The Victorian Order of Nurses for Canada (VON) is planning to use IT to change the way it delivers home and community health care to its clients.
For thousands of front-line VON care providers, scheduling house calls, communicating with local VON branches, and accessing electronic patient information is a time-consuming and slow ordeal.
“A key area for our sector is planning and scheduling,” Francois Couillard, chief operating officer at VON, said. “We’ve got thousands of staff members driving hundreds of kilometres every week and our ability to track and communicate with them is crucial. Right now, we’re relying on antiquated technologies.”
Instead of sending off an e-mail to a health-care worker on the road, Couillard said, staff members might receive their information a few days ahead of time via fax. This can lead to outdated information and fails to provide front-line workers an effective way to communicate back to local branches.
The non-profit health firm’s ultimate goal is to roll out an integrated information management system that staff can connect to via their mobile phones. Couillard said this type of project has become increasingly popular at the hospital level, especially dealing with physician availability.
“A handheld device for everybody on the road is the vision,” he said. “This will connect with a planning and scheduling system that’s very precise and not paper-based. We’re going to need to make changes on-the-fly, based on the availability of our staff or changes in demand from our clients.”
Field workers might also be able to take digital pictures on-site and send them back to the office for clinical support from local experts, he added.

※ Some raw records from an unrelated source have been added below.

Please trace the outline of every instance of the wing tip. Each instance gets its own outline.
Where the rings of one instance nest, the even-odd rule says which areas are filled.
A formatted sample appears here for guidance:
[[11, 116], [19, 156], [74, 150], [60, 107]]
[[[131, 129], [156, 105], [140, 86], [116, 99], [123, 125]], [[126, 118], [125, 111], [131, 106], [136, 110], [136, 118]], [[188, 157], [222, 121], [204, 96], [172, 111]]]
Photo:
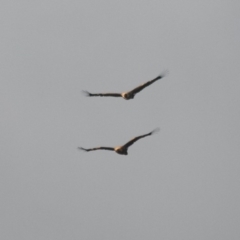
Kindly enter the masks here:
[[165, 69], [165, 70], [163, 70], [163, 72], [161, 74], [159, 74], [158, 77], [163, 78], [163, 77], [166, 77], [168, 74], [169, 74], [169, 70]]
[[156, 134], [156, 133], [158, 133], [158, 132], [160, 132], [160, 128], [159, 128], [159, 127], [157, 127], [157, 128], [155, 128], [154, 130], [152, 130], [152, 131], [151, 131], [151, 135]]
[[87, 152], [87, 149], [85, 149], [85, 148], [78, 147], [78, 149], [81, 150], [81, 151]]
[[86, 90], [82, 90], [82, 94], [85, 96], [85, 97], [90, 97], [91, 96], [91, 93], [86, 91]]

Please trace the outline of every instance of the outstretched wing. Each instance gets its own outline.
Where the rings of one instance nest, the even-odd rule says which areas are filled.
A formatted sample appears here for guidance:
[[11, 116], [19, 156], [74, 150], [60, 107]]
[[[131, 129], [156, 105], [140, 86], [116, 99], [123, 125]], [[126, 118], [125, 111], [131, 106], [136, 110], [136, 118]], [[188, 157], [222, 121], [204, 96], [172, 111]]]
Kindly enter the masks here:
[[122, 97], [121, 93], [90, 93], [88, 91], [83, 93], [87, 97]]
[[90, 152], [90, 151], [95, 151], [95, 150], [111, 150], [114, 151], [114, 148], [110, 148], [110, 147], [96, 147], [96, 148], [82, 148], [82, 147], [78, 147], [78, 149], [83, 150], [85, 152]]
[[130, 147], [131, 145], [133, 145], [133, 143], [135, 143], [136, 141], [138, 141], [139, 139], [144, 138], [144, 137], [147, 137], [147, 136], [150, 136], [150, 135], [158, 132], [159, 130], [160, 130], [159, 128], [156, 128], [156, 129], [154, 129], [153, 131], [151, 131], [150, 133], [147, 133], [147, 134], [144, 134], [144, 135], [135, 137], [135, 138], [133, 138], [132, 140], [130, 140], [129, 142], [127, 142], [126, 144], [124, 144], [123, 147], [124, 147], [124, 148], [128, 148], [128, 147]]
[[154, 82], [156, 82], [158, 79], [161, 79], [161, 78], [165, 77], [167, 75], [167, 73], [168, 73], [168, 71], [164, 71], [162, 74], [160, 74], [159, 76], [157, 76], [153, 80], [150, 80], [150, 81], [140, 85], [139, 87], [134, 88], [130, 92], [132, 92], [135, 95], [136, 93], [142, 91], [145, 87], [147, 87], [147, 86], [153, 84]]

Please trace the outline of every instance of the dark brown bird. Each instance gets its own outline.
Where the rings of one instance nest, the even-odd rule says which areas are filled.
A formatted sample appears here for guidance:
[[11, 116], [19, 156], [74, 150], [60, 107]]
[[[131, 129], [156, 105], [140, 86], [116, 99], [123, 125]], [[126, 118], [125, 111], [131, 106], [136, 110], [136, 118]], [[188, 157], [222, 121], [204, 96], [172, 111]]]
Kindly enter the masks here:
[[133, 90], [129, 91], [129, 92], [123, 92], [123, 93], [90, 93], [88, 91], [83, 91], [83, 93], [88, 96], [88, 97], [122, 97], [126, 100], [129, 99], [133, 99], [134, 96], [139, 93], [140, 91], [142, 91], [145, 87], [153, 84], [154, 82], [156, 82], [157, 80], [165, 77], [167, 75], [168, 71], [164, 71], [162, 74], [160, 74], [159, 76], [157, 76], [156, 78], [154, 78], [153, 80], [150, 80], [142, 85], [140, 85], [139, 87], [134, 88]]
[[132, 140], [130, 140], [129, 142], [127, 142], [126, 144], [124, 144], [123, 146], [119, 146], [119, 147], [114, 147], [114, 148], [113, 147], [96, 147], [96, 148], [88, 148], [88, 149], [79, 147], [79, 149], [86, 151], [86, 152], [95, 151], [95, 150], [111, 150], [111, 151], [115, 151], [116, 153], [121, 154], [121, 155], [128, 155], [128, 148], [133, 143], [135, 143], [136, 141], [138, 141], [141, 138], [150, 136], [150, 135], [158, 132], [159, 130], [160, 130], [159, 128], [156, 128], [153, 131], [151, 131], [150, 133], [135, 137]]

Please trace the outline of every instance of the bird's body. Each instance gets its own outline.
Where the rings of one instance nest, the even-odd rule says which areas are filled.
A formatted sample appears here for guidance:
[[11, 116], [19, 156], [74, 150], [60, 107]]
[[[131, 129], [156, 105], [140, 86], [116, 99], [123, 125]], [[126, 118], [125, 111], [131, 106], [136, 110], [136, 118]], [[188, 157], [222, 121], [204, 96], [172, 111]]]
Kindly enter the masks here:
[[167, 74], [167, 71], [163, 72], [162, 74], [160, 74], [159, 76], [157, 76], [153, 80], [150, 80], [150, 81], [134, 88], [133, 90], [131, 90], [129, 92], [123, 92], [123, 93], [90, 93], [88, 91], [83, 91], [83, 93], [88, 97], [122, 97], [125, 100], [130, 100], [130, 99], [133, 99], [138, 92], [142, 91], [145, 87], [153, 84], [157, 80], [163, 78], [164, 76], [166, 76], [166, 74]]
[[147, 133], [147, 134], [135, 137], [132, 140], [130, 140], [129, 142], [127, 142], [126, 144], [124, 144], [122, 146], [115, 147], [115, 148], [113, 148], [113, 147], [96, 147], [96, 148], [88, 148], [88, 149], [86, 149], [86, 148], [79, 147], [79, 149], [81, 149], [83, 151], [86, 151], [86, 152], [95, 151], [95, 150], [110, 150], [110, 151], [115, 151], [116, 153], [121, 154], [121, 155], [128, 155], [128, 148], [133, 143], [135, 143], [136, 141], [138, 141], [141, 138], [150, 136], [150, 135], [152, 135], [152, 134], [154, 134], [154, 133], [156, 133], [158, 131], [159, 131], [159, 128], [156, 128], [153, 131], [151, 131], [150, 133]]

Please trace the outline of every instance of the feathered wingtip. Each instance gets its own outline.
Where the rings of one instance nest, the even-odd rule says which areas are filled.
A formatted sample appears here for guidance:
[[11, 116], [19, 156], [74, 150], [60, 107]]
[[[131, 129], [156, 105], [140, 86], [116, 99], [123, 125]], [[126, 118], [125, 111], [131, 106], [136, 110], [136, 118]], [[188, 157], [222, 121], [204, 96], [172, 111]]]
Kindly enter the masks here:
[[78, 147], [78, 149], [81, 150], [81, 151], [87, 152], [87, 149], [85, 149], [85, 148]]
[[161, 74], [159, 74], [158, 77], [163, 78], [163, 77], [166, 77], [168, 74], [169, 74], [169, 71], [165, 69]]
[[85, 90], [82, 90], [82, 94], [86, 97], [90, 97], [91, 96], [91, 93], [88, 92], [88, 91], [85, 91]]
[[159, 131], [160, 131], [160, 128], [155, 128], [155, 129], [152, 130], [150, 133], [151, 133], [151, 135], [153, 135], [153, 134], [158, 133]]

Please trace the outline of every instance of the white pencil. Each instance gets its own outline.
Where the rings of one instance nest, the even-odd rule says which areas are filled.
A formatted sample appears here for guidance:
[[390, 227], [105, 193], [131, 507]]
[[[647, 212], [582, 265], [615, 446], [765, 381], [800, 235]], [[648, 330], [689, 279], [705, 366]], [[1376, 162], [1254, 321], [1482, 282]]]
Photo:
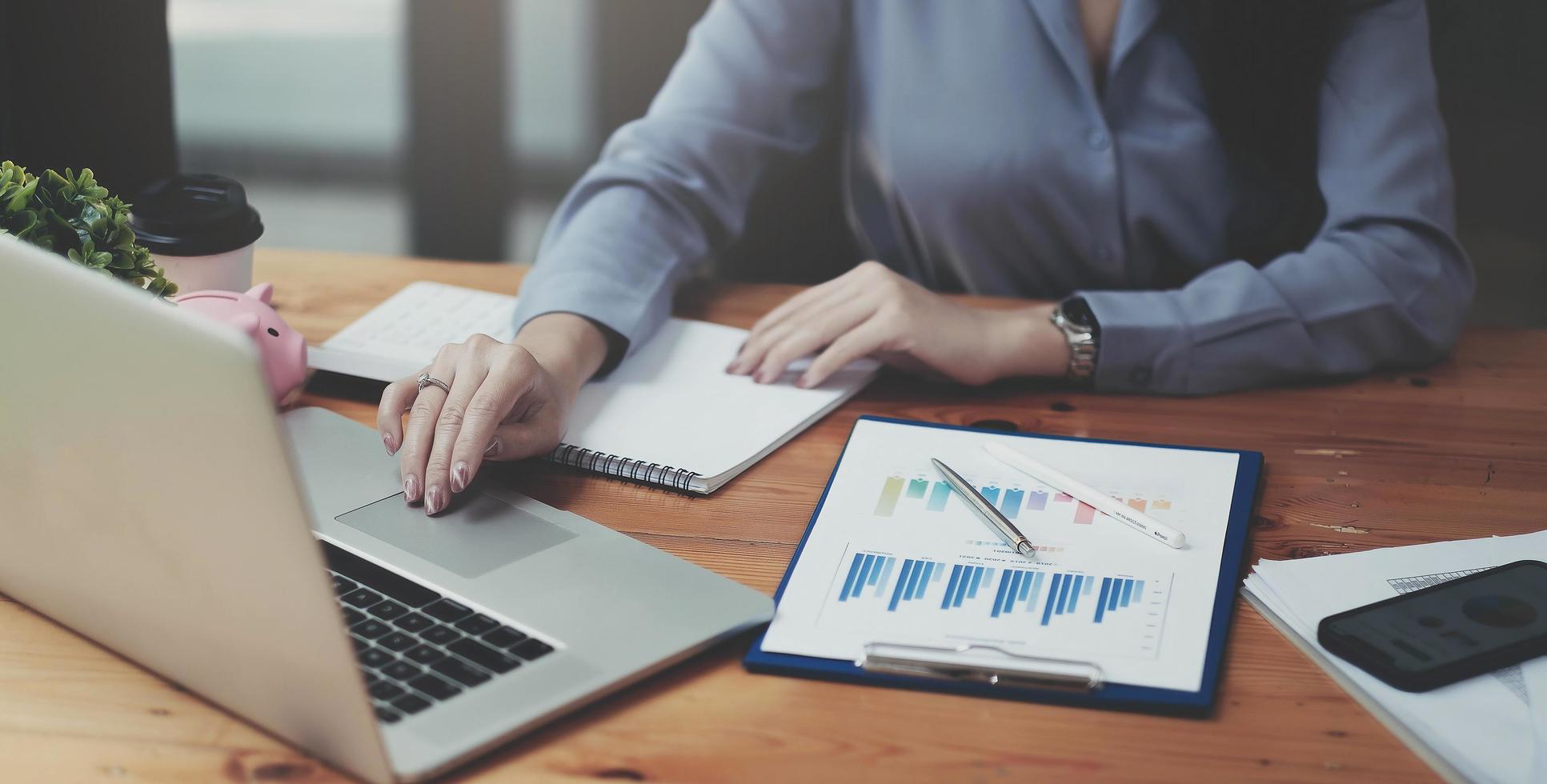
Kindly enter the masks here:
[[1077, 501], [1084, 501], [1094, 506], [1097, 510], [1105, 512], [1108, 516], [1115, 518], [1126, 524], [1128, 527], [1140, 532], [1145, 538], [1153, 538], [1162, 544], [1170, 544], [1171, 547], [1180, 549], [1187, 543], [1187, 537], [1180, 530], [1176, 530], [1165, 523], [1063, 473], [1050, 465], [1027, 458], [1019, 452], [1001, 445], [1001, 444], [984, 444], [984, 452], [993, 455], [1006, 465], [1058, 490], [1074, 496]]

To pull all of this off, VON has entered into a two-year, $10-million deal with IBM Canada Ltd. The company will help develop the integrated management system and will also work to connect it with VON’s human resources, talent management, finance and accounting departments.
Barry Burk, general manager of the health-care market at IBM Canada, said that his company has learned a lot about dealing with mobile workers through its work with delivery and courier organizations.
“When trying to deliver health care in a smarter way, we realize that you need to look at enabling staff at the point-of-care,” he said. “Once you’ve got everything instrumented and you’re getting information fed directly back from the patient and back to VON employees, than you’ve got data you can really start to use.”
And according to Couillard, that means the ability for staff to interconnect with provincial health care records in the field. VON hopes more real-time mobile communication will ultimately lead to better integration of home and community care into other parts of the health care system.
“It will get the communication going in both ways,” he said. Provincial authorities will be able to send information about VON clients and the kind of care plans they require, while VON will be able to provide updates and other information back to the province.
For example, the Ontario Association of Community Care Access Centres (OACCAC) wants to ensure that VON clients are getting continuity in the care they receive. “Patients don’t like to have a different nurse coming in every day to see them, so the more continuity we can provide, the better,” Couillard said. “With the new system, we’ll be able to report that back in an efficient manner.”
Currently, VON is in the process of rolling out about 300 handhelds to staff this year, with another 400 handhelds expected by next year. During this time, IBM will implement application management of back-office functions, new hardware, portal software, and other services to support the new wireless handheld devices.